Wednesday, June 27, 2018

Sweet honey in the ... barn (unfortunately)


This is not exactly a history lesson, but our experience at the museum this week does illustrate an old-fashioned way of obtaining honey --- usually purchased now, processed and neatly bottled.

Our pioneer ancestors kept their eyes open for "honey trees" --- where swarms of our friends the pollinators had taken up residence in hollows and built their storehouses, using nectar gathered from Iowa's broad prairies. Later on, many farmsteads included a hive or two.

Anyhow, we've had bees in our bonnet --- er, the Pioneer Barn --- for about three years now. They took up residence in a void created when the building was reconstructed around a vintage pegged frame and the floors of the mock corn crib and oats bin were raised about a foot above the barn floor. We actually use the crib for stacked chair storage and the bin, to house garden supplies and tools.


Entrance was via an invisible hole at foundation level in the barn's west wall, apparently behind a batten, partly concealed by a big patch of phlox.

For the first two years of occupancy, the bees were good neighbors --- coming and going, fun to watch. But this year, for the first time, they began to emerge into the barn itself. And for a whole range of reasons we just can't have that.

So chief gardener Kay called Ray Dittmer, of Lacona, who at age 78 knows a great deal about bees, and he came down on Tuesday to see what he could do.


The first step was to cut away a section of the bin floor to expose the contents of this makeshift hive.

Once the combs were exposed, Ray used equipment that he'd built (you can find instructions for something similar on the Internet, Ray says) to gently vacuum as many of the bees as he could into a screened box. The box entrance was sealed once that process was complete and the bees were taken home to Lacona to be released into a hive where, hopefully, they'll take up residence and continue to pollinate and produce.

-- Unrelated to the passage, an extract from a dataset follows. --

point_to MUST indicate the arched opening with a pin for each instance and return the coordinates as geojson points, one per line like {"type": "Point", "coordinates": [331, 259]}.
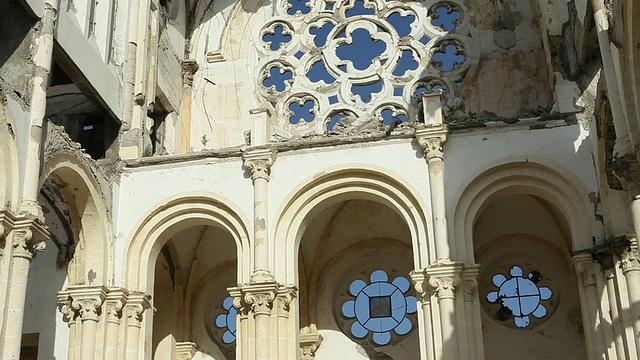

Ray took the "dirty honey" --- old combs --- home with him to feed the bees as they transition from one home to another. The new honey went to a good home in Chariton. He'll be back this morning to finish up the project and collect the stragglers.


No one got stung (honey bees are docile critters unless severely provoked). Ray was properly dressed, of course; the three or four of us standing around watching never felt threatened.

We're going to miss our bees --- and I know they're going to miss the big bed of lavender near the barn that they've been frequenting during the last few days. But sometimes nature and what passes for civilization collide and the best you can do is to deal with it, doing as little harm as possible.